Life and the Prisoner’s Dilemma

Sometimes another person does something that you’re not happy with. At times you might not even know exactly what they did, but something they did made you unhappy.

Maybe you’re thinking, “I would like to know how to deal with people when they do things that I’m not happy with. But how do I know whose advice to believe? If only there were a mathematically proven technique that I could use with complete confidence.”

The Prisoner’s Dilemma

The classic story of the Prisoner’s Dilemma involves two suspects. The police don’t quite have enough evidence to convict either of them. So they offer each guy a deal if he rats out the other guy.

Here’s how it works. If suspect A gives the police information that they can use to convict suspect B, they let suspect A go free and suspect B goes to jail for a year, as long as suspect B keeps quiet. Similarly, if only suspect B provides information about A to the police, A goes to jail for a year and B goes free. But both A and B provide the police with information about each other, they both go to jail for three months. And if neither suspect gives the police any information, the police hold them both for only a month and then let them go.

How should suspect A decide what to do? Well, suppose B remains silent. If A gives the police information, he’ll go free! If A says nothing, he’ll be held for a month along with B. So if B is silent, A is better off giving information to the police.

But suppose now that B does give the police information about A. If A also gives the police information, he goes to jail for three months (along with B). And if A keeps quiet, he goes to jail for a year! So if B provides the police with information, A is again better off giving information to the police rather than keeping silent.

So regardless of whether B gives the police any information, A spends less jail time if he talks than if he remains silent. So logically, A should rat out B for his own benefit.

Here’s the strange part: the same logic applies from B’s perspective! So if both A and B do the logical thing, they both give information to the police about each other and end up spending three months in jail. But this is somehow not the best outcome for either of them.

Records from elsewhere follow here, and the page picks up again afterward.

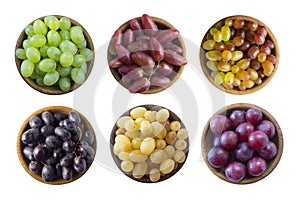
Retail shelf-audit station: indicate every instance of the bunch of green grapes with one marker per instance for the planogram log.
(55, 53)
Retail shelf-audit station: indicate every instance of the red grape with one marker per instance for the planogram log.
(256, 166)
(258, 140)
(235, 171)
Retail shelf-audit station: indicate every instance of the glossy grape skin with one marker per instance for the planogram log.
(235, 171)
(267, 127)
(237, 117)
(256, 166)
(243, 130)
(269, 152)
(219, 124)
(79, 164)
(218, 157)
(30, 136)
(229, 140)
(243, 151)
(258, 140)
(35, 167)
(254, 116)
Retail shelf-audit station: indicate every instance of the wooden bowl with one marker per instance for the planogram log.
(54, 90)
(236, 90)
(162, 25)
(145, 178)
(20, 145)
(208, 139)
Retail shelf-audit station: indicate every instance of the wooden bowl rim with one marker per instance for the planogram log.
(266, 80)
(22, 158)
(180, 69)
(271, 164)
(54, 90)
(145, 178)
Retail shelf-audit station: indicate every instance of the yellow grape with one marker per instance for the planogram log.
(138, 112)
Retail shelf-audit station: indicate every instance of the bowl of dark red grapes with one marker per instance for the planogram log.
(56, 145)
(239, 54)
(242, 143)
(146, 54)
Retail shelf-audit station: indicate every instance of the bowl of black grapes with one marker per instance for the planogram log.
(242, 143)
(56, 145)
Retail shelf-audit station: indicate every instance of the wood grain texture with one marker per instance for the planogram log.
(235, 90)
(54, 90)
(162, 25)
(20, 146)
(208, 139)
(145, 178)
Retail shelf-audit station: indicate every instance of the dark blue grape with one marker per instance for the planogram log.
(48, 173)
(67, 160)
(59, 117)
(74, 117)
(58, 153)
(28, 153)
(79, 164)
(89, 137)
(48, 118)
(30, 136)
(63, 133)
(35, 122)
(58, 168)
(47, 130)
(35, 167)
(67, 173)
(53, 141)
(68, 146)
(40, 153)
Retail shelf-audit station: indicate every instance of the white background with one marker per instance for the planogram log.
(194, 182)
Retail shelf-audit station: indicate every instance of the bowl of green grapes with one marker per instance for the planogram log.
(54, 54)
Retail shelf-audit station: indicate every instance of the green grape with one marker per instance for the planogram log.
(229, 78)
(64, 71)
(29, 30)
(26, 43)
(66, 59)
(76, 35)
(40, 81)
(53, 23)
(27, 68)
(43, 50)
(65, 23)
(64, 34)
(47, 65)
(33, 54)
(51, 78)
(38, 40)
(39, 27)
(54, 53)
(77, 76)
(219, 78)
(77, 27)
(53, 38)
(212, 65)
(34, 75)
(78, 61)
(87, 53)
(84, 68)
(64, 84)
(82, 45)
(38, 71)
(68, 46)
(20, 53)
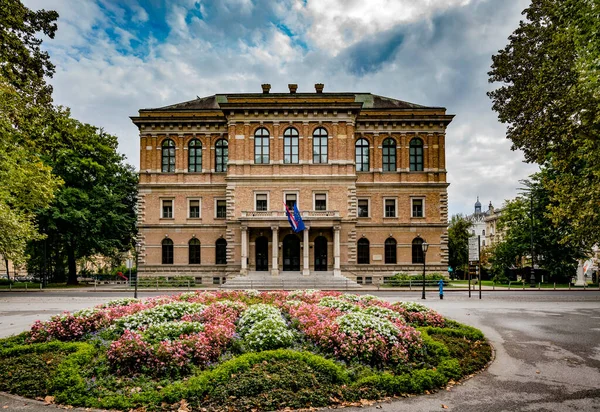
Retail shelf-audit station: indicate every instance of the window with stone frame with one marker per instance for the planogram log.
(290, 146)
(221, 209)
(167, 252)
(390, 207)
(389, 155)
(290, 200)
(262, 201)
(320, 201)
(417, 251)
(320, 145)
(416, 155)
(194, 251)
(363, 251)
(362, 155)
(221, 251)
(363, 207)
(166, 209)
(221, 155)
(194, 208)
(390, 251)
(194, 156)
(168, 156)
(417, 208)
(261, 146)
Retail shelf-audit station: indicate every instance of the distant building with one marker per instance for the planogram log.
(492, 234)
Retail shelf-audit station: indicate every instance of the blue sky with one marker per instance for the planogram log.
(114, 57)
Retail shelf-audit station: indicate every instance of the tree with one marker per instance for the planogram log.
(519, 230)
(22, 62)
(551, 104)
(94, 211)
(26, 184)
(458, 243)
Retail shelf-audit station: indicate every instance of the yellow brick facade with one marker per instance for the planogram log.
(262, 240)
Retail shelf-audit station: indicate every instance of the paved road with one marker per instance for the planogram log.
(547, 347)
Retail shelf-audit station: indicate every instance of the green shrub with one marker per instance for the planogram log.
(170, 330)
(29, 374)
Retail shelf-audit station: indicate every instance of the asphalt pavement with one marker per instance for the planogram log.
(547, 347)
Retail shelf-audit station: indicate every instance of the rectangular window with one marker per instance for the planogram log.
(261, 201)
(363, 207)
(290, 200)
(221, 208)
(390, 208)
(167, 209)
(320, 201)
(417, 208)
(194, 208)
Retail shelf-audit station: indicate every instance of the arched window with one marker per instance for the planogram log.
(362, 155)
(167, 247)
(194, 251)
(362, 252)
(261, 146)
(221, 251)
(390, 250)
(168, 156)
(418, 250)
(389, 155)
(195, 156)
(416, 155)
(320, 145)
(290, 145)
(221, 155)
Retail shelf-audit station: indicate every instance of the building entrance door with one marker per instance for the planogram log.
(320, 253)
(262, 253)
(291, 253)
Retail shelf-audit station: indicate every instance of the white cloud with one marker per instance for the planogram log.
(443, 60)
(340, 23)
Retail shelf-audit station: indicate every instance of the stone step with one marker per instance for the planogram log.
(291, 281)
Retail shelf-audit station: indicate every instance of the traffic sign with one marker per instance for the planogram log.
(473, 248)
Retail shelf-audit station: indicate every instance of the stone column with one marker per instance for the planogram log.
(244, 270)
(336, 251)
(275, 251)
(305, 265)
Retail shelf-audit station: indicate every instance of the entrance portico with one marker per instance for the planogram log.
(317, 248)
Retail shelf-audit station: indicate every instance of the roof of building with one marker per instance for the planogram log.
(368, 100)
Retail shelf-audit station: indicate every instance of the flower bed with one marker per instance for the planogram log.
(235, 350)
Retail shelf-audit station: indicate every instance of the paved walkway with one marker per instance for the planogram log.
(547, 348)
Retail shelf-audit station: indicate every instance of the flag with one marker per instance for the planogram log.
(294, 218)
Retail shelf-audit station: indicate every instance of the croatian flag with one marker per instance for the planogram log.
(294, 218)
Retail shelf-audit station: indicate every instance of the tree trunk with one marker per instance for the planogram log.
(72, 278)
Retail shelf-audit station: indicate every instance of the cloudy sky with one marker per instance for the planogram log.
(114, 57)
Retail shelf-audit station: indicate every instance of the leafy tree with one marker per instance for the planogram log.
(558, 258)
(94, 212)
(22, 61)
(458, 243)
(26, 184)
(551, 104)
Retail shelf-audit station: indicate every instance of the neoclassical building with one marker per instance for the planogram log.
(368, 174)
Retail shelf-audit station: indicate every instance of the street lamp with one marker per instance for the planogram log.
(138, 248)
(425, 246)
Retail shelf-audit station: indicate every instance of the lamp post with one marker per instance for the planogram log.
(425, 246)
(138, 248)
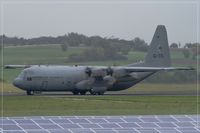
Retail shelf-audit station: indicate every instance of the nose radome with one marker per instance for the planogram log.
(17, 82)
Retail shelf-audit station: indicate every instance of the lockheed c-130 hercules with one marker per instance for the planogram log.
(97, 79)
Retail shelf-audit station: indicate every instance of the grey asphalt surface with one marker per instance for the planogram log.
(106, 94)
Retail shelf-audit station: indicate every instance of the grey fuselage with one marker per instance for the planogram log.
(65, 78)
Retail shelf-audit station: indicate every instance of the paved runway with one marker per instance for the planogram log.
(60, 94)
(101, 124)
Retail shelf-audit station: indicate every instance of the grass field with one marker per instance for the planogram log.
(98, 105)
(52, 54)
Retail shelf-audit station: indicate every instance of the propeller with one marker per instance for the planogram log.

If only they had both kept quiet, they’d only have had to stay in custody for one month, not three!

Repeating the process

Now suppose that A and B made some decision (we don’t care what, for the moment) and one or both of them spent some time in jail, and now they’re both free. You’d think they’d learn from their mistakes, but you’d be mistaken. They both get arrested again! And the police offer them both exactly the same deal as before!

Now what should they do? The logic isn’t so clear-cut, because each person knows what the other one chose to do last time. At any rate, they both make some choice, and one or both of them again spend some time in jail.

Well, now they’re done, right? Surely by now they’ve figured out that crime doesn’t pay. But yet for a third time they find they are both arrested and offered yet again the same deal by the police.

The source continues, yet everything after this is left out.